I'm reading Brad Gooch's
Flannery: A Life of Flannery O'Connor (she had more than one?!), and it's good. I only have one issue with it so far; you see, college-age-Flannery was a cartoonist, and while Gooch describes, like, 359834 of her cartoons, he doesn't actually include any of them in the book. The frick? Are they copyrighted or something? Were they all damaged in a tragic lye-blinding incident gone wrong? Can a lye-blinding incident, in fact, go "right?"

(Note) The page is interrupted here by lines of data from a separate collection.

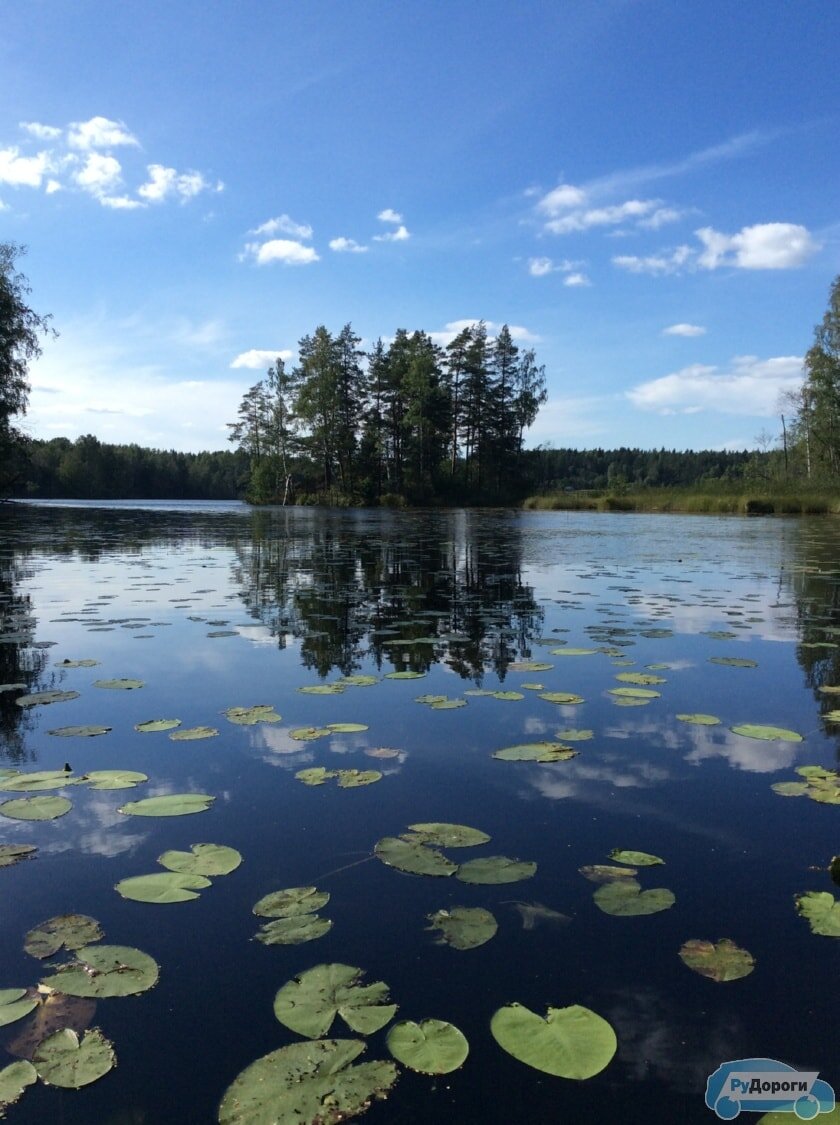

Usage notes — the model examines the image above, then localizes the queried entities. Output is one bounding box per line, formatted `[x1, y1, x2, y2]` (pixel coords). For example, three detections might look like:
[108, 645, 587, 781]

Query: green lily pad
[730, 722, 802, 743]
[42, 945, 159, 999]
[222, 703, 281, 727]
[373, 836, 458, 875]
[609, 847, 665, 867]
[134, 719, 181, 735]
[33, 1027, 117, 1090]
[254, 915, 333, 945]
[0, 1059, 38, 1117]
[157, 844, 242, 875]
[426, 907, 498, 950]
[0, 988, 38, 1027]
[593, 879, 677, 918]
[679, 937, 756, 981]
[274, 963, 397, 1040]
[24, 914, 105, 957]
[490, 1004, 618, 1080]
[47, 727, 112, 738]
[218, 1040, 397, 1125]
[455, 855, 536, 883]
[796, 891, 840, 937]
[493, 741, 580, 762]
[0, 844, 38, 867]
[80, 770, 148, 789]
[253, 887, 329, 918]
[387, 1019, 470, 1074]
[0, 797, 73, 820]
[117, 793, 216, 817]
[15, 691, 79, 707]
[115, 871, 210, 903]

To find the answer, I searched the interwebs, of course. Interestingly, a search in Google images for "Flannery O'Connor cartoons" will get you my picture, among other not very useful things. Huh.
Regular Google was more helpful. I found these from
this blog:


"I don't enjoy looking at these old pictures either, but it doesn't hurt my reputation for people to think I'm a lover of fine arts."
Take a good look at the signature on the first cartoon. It's "MFOC," that is, Mary Flannery O'Connor, but what's more, it's a chicken. See it? Because FLANNERY O'CONNOR FREAKING LOVED CHICKENS.
I found this from a
page on the GSCW (Georgia State College for Women, where Flannery went) library website; it was the inner cover of the 1945 yearbook:

The picture depicts the GSCW campus during Flannery's years there, when it housed a small population of female undergrads or "Jessies" and half a billion WAVES (Women Accepted for Volunteer Emergency Service) in training.
... and that's pretty much it. No word on where the rest of these cartoons have gone. I only can assume that they were taken into the woods and shot, along with their babies and small children.